Santa Botox

Santa Botox

Lo he leído en LA RAZÓN, en una crónica firmada por Ángel Sastre, y me siento consternado por el silencio de la Iglesia Católica. Un milagro como ése, y ningún comentario al respecto.  Esto desmoraliza a cualquier creyente. En Buenos Aires, la Virgen se ha aparecido a doña Bótox, la Presidenta de la República Argentina. La narración del prodigio, por boca de la propia doña Bótox, es tan espeluznante que aún mantengo, horas más tarde de su lectura, lo pelos en punta, y la carne de gallina y los dídimos por corbata. Doña Bótox Kirchner se hallaba en un salón de la Casa Rosada con su madre y su hermana, cuando apareció su esposo, Néstor Kirchner, el ex Presidente, en la sonrosada estancia. Con motivo del bicentenario de la independencia argentina, doña Bótox Kirchner, que no se lleva bien con el arzobispo metropolitano, había ideado celebrar un Tedeum paralelo en la basílica de Luján, menospreciando el tradicional que tiene lugar en la catedral porteña. Doña Bótox no sólo se lleva mal con el arzobispo metropolitano. Tampoco hace migas con las Fuerzas Armadas y menos aún con los jueces, que están investigando las razones de su enriquecimiento súbito. O no tan súbito, porque el patrimonio de los Kirchner comenzó a inflarse durante el mandato de su marido, y ella ha continuado en el empeño, hasta que la Justicia ha decidido meter las narices en las cuentas de doña Bótox. Y en esas estamos.

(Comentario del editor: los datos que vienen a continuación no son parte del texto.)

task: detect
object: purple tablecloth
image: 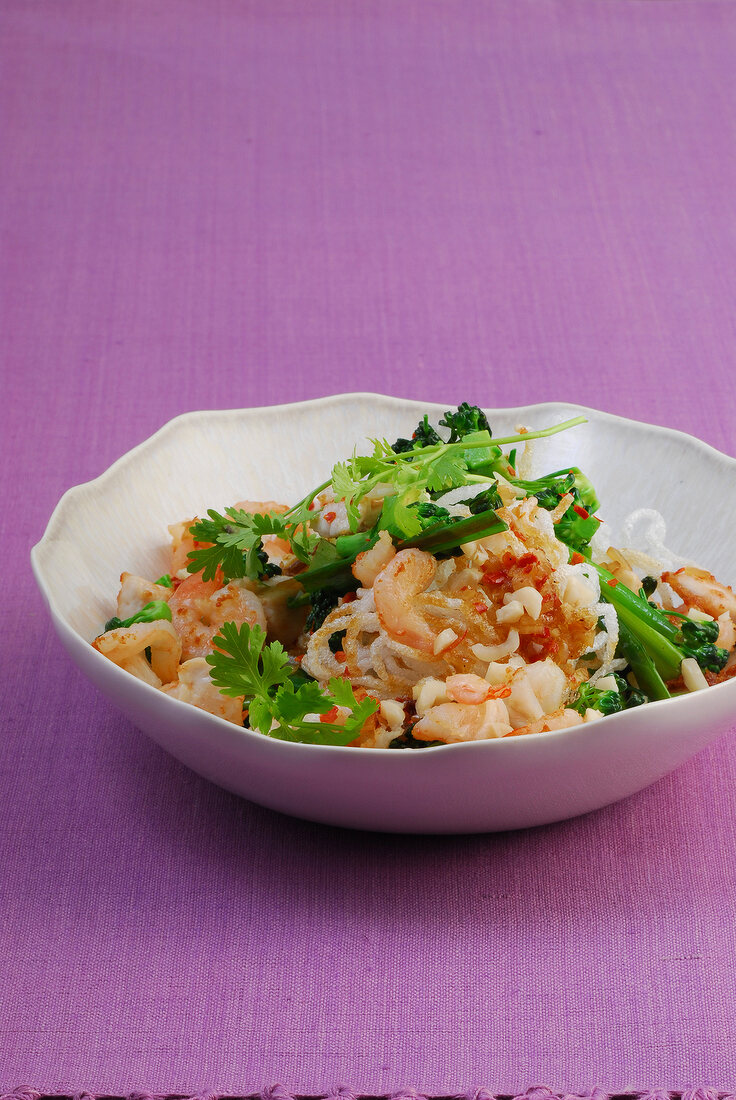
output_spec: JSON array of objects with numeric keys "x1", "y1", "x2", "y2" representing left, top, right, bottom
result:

Pero retornemos al milagro. Recuerden la escena. Doña Bótox, su madre y su hermana en un salón. Ingresa en el mismo su esposo, Néstor Kirchner.  Se sienta y le pregunta a su dulce esposa: «¿Estás segura de que haces bien eligiendo la basílica de Luján y no la catedral?». En ese instante, el sillón en el que se sienta Kirchner da la vuelta por decisión propia y el ex Presidente cae sobre la alfombra. Fue entonces cuando la hermana de doña Bótox exclamó: «¡Milagro, es la Virgen!».  Y sigue el relato doña Bótox: «Tras la ‘‘señal mariana” no tuve dudas de que había acertado eligiendo la basílica de Luján». Y nadie habla del milagro de la Casa Rosada.

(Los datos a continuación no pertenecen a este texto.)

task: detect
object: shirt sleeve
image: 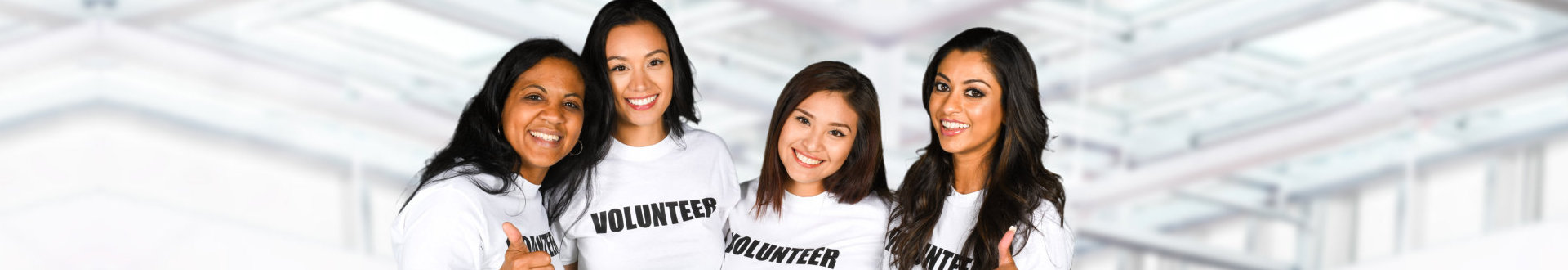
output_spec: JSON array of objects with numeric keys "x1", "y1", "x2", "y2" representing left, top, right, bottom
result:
[
  {"x1": 714, "y1": 135, "x2": 743, "y2": 220},
  {"x1": 394, "y1": 188, "x2": 484, "y2": 270},
  {"x1": 1013, "y1": 207, "x2": 1076, "y2": 270},
  {"x1": 550, "y1": 216, "x2": 577, "y2": 268}
]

Recuerdo que en mi primer día de trabajo en una empresa de Juan Garrigues Walker, y ante mis dos compañeros de despacho, Manuel Fernández Valverde y Antón Martiarena, fui protagonista de un milagro parecido. Me hizo ilusión que el sillón que me habían adjudicado fuera giratorio. Y probé con entusiasmo su capacidad de giro, de tal modo, que en una vuelta mal medida, excesivamente impulsada, caí con sillón y todo sobre la alfombra del despacho, dándome un jardazo morrocotudo. Aquel principio laboral tan humillante me impidió ascender en la empresa adecuadamente.  Y lo entendí.  Un tío que lo primero que hace en su primer día de trabajo es caerse de su sillón, no es un individuo con un brillante futuro empresarial. Ahora, después de saber del milagro de doña Bótox, me siento muchísimo más bueno, y sólo lamento no haber interpretado bien, como la fresca de doña Bótox, la señal mariana.

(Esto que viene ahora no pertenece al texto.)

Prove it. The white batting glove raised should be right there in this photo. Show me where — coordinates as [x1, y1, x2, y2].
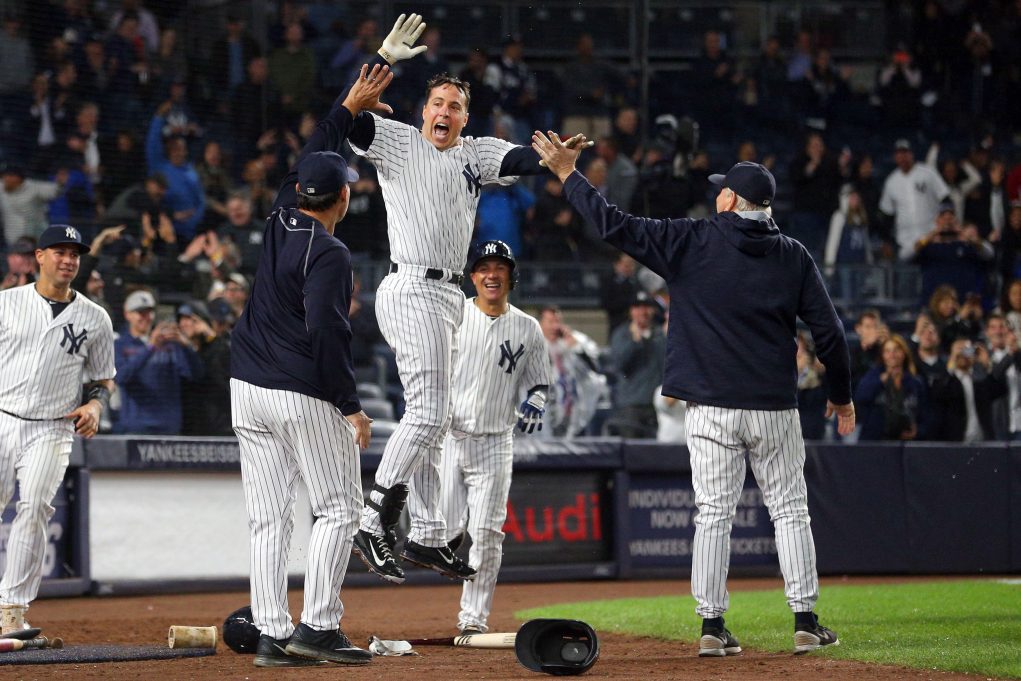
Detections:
[515, 391, 546, 433]
[539, 133, 595, 167]
[379, 14, 428, 65]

Esperaba de don Antonio Cañizares un comentario al respecto en estas páginas, pero ya se sabe que la Iglesia es prudente y sabia cuando de milagros se trata.  Por si acaso, y sin que sirva de precedente, doña Bótox será para mí, a partir de ahora, Santa Bótox. Santa Bótox de la Pampa, que queda más impactante.